If I bounce around a lot, just bear with me as this is what has been on my mind all morning and is just my thoughts being poured out of me as they come.
Everyone has traits and quirks that just are known and associated with them by everyone that really knows them. One of mine is Russia; everyone that knows me knows how much of a Russophile I am. But that’s not the quirk that this post is about. I’m also very sentimental and nostalgic and when someone gives me something, no matter how small or insignificant, if it is a gift from their heart, it has meaning to me.
5 years ago, we moved across the country from southeast Texas to Seattle. I’ve always been close to my parents and I have a very close-knit (large) extended family; leaving them was (and still is) extraordinarily difficult. I think about them constantly and miss them deeply. It seems like I’ve constantly got thoughts and memories about at least one of them bouncing around my head. Lately, that person is my precious Daddy. It seems silly that I would be missing him so much right now given that I just spent a few weeks with him a month ago. The last time I was down, he sent me home with his old film camera. My Dad loved photography and shot a few weddings back in the 1970′s (I think that is the correct decade… I suppose it doesn’t really matter as the message is the same.) with this camera. Remember the aforementioned quirks/traits? Dad’s just happens to be that he loves a good adrenaline rush; there are countless stories that he and my brothers have told me about their motorcycle, hunting, white water rafting, fishing, scuba diving, etc. escapades with our father. This camera tagged along on many of those adventures as well. Most of these were before my time or when I was too small to take part or even care, but their stories have always been magical to me. Maybe because that was a side of Dad that I never knew? Don’t get me wrong, I would catch glimpses of it… I’d tag along on the occasional hunting or fishing trip, I rode with him on his motorcycles, and we even went diving – just the two of us – a few times. I was never exposed to the things that I associate with major adrenaline rushes and death defying acts (although I definitely secretly a bit grateful because I am a chicken and would certainly not love it). But this camera was there. See that fraying strap? It’s the original. It fascinates me to think of all the things this camera has seen.
It seems like this would be a fixture in my childhood, right? Kind of like how my cameras are a fixture in my children’s lives (and oh, how fickle they are… sometimes they love it and sometimes they loathe it), but it wasn’t. At least, I don’t think it was. It certainly wasn’t foreign to me, but I don’t have any distinct memories of seeing him whip this camera out. Maybe because this one is all manual (I am LOVING the rangefinder, by the way) and he had learned to love point and shoots by the time I came around. In fact, I don’t really remember ever seeing this camera (although I know I must have at some point) in use. My first clue as to the last time it had been used was the Disney World lens cap when I took it out of its case (the last time my dad was at Disney was when I was about 5). He handed it to me with an old roll of film still in it (unused, and probably loaded at or right after Disney World).
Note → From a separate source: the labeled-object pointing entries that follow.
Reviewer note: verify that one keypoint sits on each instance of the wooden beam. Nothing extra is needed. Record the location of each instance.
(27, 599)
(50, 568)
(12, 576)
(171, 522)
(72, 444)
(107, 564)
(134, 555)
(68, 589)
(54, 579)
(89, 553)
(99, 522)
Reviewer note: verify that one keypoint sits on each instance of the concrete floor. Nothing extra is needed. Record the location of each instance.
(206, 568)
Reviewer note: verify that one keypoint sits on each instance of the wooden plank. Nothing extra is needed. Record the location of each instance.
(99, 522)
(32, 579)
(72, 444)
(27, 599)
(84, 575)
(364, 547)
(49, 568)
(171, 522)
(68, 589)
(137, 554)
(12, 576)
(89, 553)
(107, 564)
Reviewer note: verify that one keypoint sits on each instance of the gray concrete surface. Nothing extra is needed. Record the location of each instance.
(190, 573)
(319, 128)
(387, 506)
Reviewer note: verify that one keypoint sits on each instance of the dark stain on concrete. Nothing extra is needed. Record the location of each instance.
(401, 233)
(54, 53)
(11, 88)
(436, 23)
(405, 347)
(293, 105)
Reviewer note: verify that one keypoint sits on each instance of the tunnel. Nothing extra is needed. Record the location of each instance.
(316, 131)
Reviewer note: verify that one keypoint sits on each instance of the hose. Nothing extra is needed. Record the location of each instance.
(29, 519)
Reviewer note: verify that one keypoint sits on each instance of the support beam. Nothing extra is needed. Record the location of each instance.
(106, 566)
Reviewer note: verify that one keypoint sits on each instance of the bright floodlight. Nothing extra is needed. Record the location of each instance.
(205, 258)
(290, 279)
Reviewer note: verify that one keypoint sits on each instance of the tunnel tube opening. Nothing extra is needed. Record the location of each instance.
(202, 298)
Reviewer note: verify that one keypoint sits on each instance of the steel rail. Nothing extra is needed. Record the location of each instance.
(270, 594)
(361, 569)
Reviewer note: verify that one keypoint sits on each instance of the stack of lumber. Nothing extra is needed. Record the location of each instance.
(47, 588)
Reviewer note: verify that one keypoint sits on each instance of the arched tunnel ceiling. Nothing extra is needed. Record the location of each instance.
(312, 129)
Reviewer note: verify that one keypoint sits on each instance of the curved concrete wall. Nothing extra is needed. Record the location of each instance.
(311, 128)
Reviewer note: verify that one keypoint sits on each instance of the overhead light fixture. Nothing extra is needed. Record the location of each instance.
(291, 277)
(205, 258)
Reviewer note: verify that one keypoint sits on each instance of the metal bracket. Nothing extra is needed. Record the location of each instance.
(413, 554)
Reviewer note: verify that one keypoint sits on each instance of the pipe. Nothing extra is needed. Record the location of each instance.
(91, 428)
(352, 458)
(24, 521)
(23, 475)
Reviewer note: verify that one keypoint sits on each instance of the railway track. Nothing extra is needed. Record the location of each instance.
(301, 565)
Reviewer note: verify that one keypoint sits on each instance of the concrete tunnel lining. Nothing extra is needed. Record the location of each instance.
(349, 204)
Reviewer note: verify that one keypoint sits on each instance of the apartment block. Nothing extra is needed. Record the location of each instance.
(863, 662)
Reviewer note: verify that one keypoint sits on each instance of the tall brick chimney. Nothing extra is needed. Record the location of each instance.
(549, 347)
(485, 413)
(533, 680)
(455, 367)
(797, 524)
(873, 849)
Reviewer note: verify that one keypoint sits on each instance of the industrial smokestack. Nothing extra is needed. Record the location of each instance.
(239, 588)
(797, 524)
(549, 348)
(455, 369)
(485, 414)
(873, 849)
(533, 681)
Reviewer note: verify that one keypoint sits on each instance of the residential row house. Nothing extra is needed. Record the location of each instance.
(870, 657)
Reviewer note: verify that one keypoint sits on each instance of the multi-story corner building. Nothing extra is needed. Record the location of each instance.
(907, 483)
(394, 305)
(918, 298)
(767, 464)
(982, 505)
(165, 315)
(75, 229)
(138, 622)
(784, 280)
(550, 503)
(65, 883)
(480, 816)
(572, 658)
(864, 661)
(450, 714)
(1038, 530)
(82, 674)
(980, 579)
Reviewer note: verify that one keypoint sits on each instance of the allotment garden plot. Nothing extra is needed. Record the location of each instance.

I’m young (25) and am a child of the digital generation. By the time I cared about taking photos of anything, film was already on it’s way out the door and almost all of my experiences with film were with a disposable camera. However, I love old stuff. And I’ve recently decided to take up film for a couple of reasons. Primarily, I noticed that I was not taking any snapshots of my kids beyond my iPhone (which is all well and good, but I’d like to have “real” photos as well, especially with a bit more control over the settings and how they look). That task just felt like work and I would take photos and never do anything with them because going beyond the step of actually snapping the shutter was just too much. So, I decided film would be the way to go. I got a Holga for Christmas, broke it before ever being able to use it (it IS a toy camera), and then finally replaced it with a Diana F+ in May-ish. When I mentioned this to my dad, he decided it was time to “break out the old Nikon.” And that, my friends, is how this lovely little camera found it’s way into my hands.
So, why is it my most prized possession? Because it is irreplaceable. The sentimental value, the connection to my father and my family, you an never put a price on that. Much like a wedding ring or an old family Bible, you can replace them with a duplicate that looks identical, but it is just not the same thing. I’m kind of weird in that I have a running mental list of “things to grab in the event of a catastrophic emergency” (like a fire, flood, etc.); on this list are my girl’s baby books and their lovies, my computer with all my photos on it, a few other odds and ends, and now this camera. I would grab the F2 over my 5D Mark II bodies in a heartbeat because those can be replaced. This precious gift that my father has given me can not, but I am so grateful and so touched to be the recipient that I wouldn’t have it any other way.